2. After `garden` failed to start, `rep` starts and creates the directory
3. Now `garden` job is clear to start, here is the bpm log:

{"timestamp":"2019-09-04T12:41:55.831363962Z","level":"info","source":"bpm","message":"bpm.start.acquiring-lifecycle-lock.starting","data":{"job":"garden","process":"garden","session":"1.1"}} {"timestamp":"2019-09-04T12:41:55.831463893Z","level":"info","source":"bpm","message":"bpm.start.acquiring-lifecycle-lock.complete","data":{"job":"garden","process":"garden","session":"1.1"}} {"timestamp":"2019-09-04T12:41:55.831478942Z","level":"info","source":"bpm","message":"bpm.start.starting","data":{"job":"garden","process":"garden","session":"1"}} {"timestamp":"2019-09-04T12:41:55.837603349Z","level":"info","source":"bpm","message":"bpm.start.start-process.starting","data":{"job":"garden","process":"garden","session":"1.2"}} {"timestamp":"2019-09-04T12:41:55.837698012Z","level":"info","source":"bpm","message":"bpm.start.start-process.creating-job-prerequisites","data":{"job":"garden","process":"garden","session":"1.2"}} {"timestamp":"2019-09-04T12:41:55.838227829Z","level":"info","source":"bpm","message":"bpm.start.start-process.building-spec","data":{"job":"garden","process":"garden","session":"1.2"}} {"timestamp":"2019-09-04T12:41:55.838438853Z","level":"info","source":"bpm","message":"bpm.start.start-process.creating-bundle","data":{"job":"garden","process":"garden","session":"1.2"}} {"timestamp":"2019-09-04T12:41:55.842325219Z","level":"info","source":"bpm","message":"bpm.start.start-process.running-container","data":{"job":"garden","process":"garden","session":"1.2"}} {"timestamp":"2019-09-04T12:41:55.919018004Z","level":"info","source":"bpm","message":"bpm.start.start-process.complete","data":{"job":"garden","process":"garden","session":"1.2"}} {"timestamp":"2019-09-04T12:41:55.919089961Z","level":"info","source":"bpm","message":"bpm.start.complete","data":{"job":"garden","process":"garden","session":"1"}} {"timestamp":"2019-09-04T12:41:55.919104939Z","level":"info","source":"bpm","message":"bpm.start.releasing-lifecycle-lock.starting","data":{"job":"garden","process":"garden","session":"1.3"}} {"timestamp":"2019-09-04T12:41:55.919116759Z","level":"info","source":"bpm","message":"bpm.start.releasing-lifecycle-lock.complete","data":{"job":"garden","process":"garden","session":"1.3"}}

4. However, `garden`'s start script failed when executing the [`mount command`](https://github.com/masters-of-cats/dummy-release/blob/963f33c7e76a4fecb2aee8295ee3b9c5fc56dba0/jobs/garden/templates/bin/garden_start#L22) and the error is identical to the one that we see on the CF deployment:

dummy/5ca1c1d6-7868-4670-bdb1-8e21a4333634:~# cat /var/vcap/sys/log/garden/garden.stderr.log [WARN tini (7)] Tini is not running as PID 1 and isn't registered as a child subreaper.

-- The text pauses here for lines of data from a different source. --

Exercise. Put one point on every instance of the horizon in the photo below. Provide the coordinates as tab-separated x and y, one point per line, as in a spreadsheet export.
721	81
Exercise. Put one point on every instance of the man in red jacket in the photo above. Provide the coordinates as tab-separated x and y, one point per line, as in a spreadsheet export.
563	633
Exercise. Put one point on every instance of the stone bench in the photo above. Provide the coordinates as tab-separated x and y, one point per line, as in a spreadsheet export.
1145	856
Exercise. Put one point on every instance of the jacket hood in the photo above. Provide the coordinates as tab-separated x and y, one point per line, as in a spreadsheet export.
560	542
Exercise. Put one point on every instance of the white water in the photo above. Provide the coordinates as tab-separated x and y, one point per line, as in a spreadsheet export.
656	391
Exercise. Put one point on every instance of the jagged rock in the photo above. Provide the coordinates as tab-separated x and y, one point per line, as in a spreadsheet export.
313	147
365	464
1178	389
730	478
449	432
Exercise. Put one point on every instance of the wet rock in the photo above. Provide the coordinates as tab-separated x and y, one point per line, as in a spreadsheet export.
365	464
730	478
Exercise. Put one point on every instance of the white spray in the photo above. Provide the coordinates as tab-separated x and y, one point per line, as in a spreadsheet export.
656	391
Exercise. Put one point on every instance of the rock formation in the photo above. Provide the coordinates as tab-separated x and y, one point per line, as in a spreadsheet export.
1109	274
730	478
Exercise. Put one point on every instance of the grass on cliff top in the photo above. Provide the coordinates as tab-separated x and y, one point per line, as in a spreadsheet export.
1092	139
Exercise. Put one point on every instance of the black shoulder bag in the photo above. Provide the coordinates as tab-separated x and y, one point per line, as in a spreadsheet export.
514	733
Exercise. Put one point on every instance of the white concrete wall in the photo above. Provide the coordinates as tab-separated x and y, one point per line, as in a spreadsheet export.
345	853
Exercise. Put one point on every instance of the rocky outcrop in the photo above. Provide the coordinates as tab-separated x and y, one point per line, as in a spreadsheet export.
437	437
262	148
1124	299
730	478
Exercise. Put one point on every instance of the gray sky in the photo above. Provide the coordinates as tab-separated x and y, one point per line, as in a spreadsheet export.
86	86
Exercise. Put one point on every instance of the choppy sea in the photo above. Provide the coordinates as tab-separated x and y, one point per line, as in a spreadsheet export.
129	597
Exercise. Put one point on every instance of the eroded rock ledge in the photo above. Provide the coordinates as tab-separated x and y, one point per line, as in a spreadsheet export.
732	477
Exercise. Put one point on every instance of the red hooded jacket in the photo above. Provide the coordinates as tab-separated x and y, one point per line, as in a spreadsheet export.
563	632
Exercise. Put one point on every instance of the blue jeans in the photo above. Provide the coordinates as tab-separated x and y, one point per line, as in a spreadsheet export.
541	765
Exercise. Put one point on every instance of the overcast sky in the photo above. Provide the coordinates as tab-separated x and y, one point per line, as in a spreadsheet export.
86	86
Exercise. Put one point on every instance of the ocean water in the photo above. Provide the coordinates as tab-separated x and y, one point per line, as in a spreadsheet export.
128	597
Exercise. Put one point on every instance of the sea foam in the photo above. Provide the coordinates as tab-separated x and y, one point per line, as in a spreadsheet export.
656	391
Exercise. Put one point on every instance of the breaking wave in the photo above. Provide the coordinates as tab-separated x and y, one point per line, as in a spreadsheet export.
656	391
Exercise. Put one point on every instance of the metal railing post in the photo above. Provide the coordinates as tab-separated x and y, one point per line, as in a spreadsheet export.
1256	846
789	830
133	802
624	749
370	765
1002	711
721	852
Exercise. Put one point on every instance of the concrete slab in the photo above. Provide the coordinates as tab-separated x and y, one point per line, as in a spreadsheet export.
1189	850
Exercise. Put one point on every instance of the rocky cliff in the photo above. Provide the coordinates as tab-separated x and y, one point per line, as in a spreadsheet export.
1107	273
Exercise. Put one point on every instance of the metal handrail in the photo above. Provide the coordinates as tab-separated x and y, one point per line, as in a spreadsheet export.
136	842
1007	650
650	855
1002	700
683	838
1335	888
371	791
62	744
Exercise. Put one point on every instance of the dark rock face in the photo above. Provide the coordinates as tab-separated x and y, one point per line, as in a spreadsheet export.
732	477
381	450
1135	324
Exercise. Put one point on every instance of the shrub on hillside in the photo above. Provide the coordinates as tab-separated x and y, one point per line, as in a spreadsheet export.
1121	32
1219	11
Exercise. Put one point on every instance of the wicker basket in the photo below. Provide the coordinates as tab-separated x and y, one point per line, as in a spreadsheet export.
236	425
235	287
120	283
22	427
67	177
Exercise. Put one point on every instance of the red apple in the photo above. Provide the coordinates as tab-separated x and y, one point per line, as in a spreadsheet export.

Zombie processes will not be re-parented to Tini, so zombie reaping won't work. To fix the problem, use the -s option or set the environment variable TINI_SUBREAPER to register Tini as a child subreaper, or run Tini as PID 1. mount: /var/vcap/data/store/groot.store: failed to setup loop device: Operation not permitted



By changing the mount command in the start script to `strace mount ...` you can see that the error comes from a problem with /dev/loop[X], which seems to be the root of the problem.
xoebus commented 5 years ago

Thank you for digging into this!

I'm sorry, I don't have time to look into this further right now 😞. Would you be open to submitting a PR to fix this?

danail-branekov commented 5 years ago

Unfortunately I have no clue what the problem is, I assume it needs quite some investigation. Alas, rootless garden is being currently deprioritised, not sure whether we would be able to work on this soon :(

bosh-admin-bot commented 3 years ago

This issue was marked as Stale because it has been open for 21 days without any activity. If no activity takes place in the coming 7 days it will automatically be close. To prevent this from happening remove the Stale label or comment below.

bosh-admin-bot commented 3 years ago

This issue was closed because it has been labeled Stale for 7 days without subsequent activity. Feel free to re-open this issue at any time by commenting below.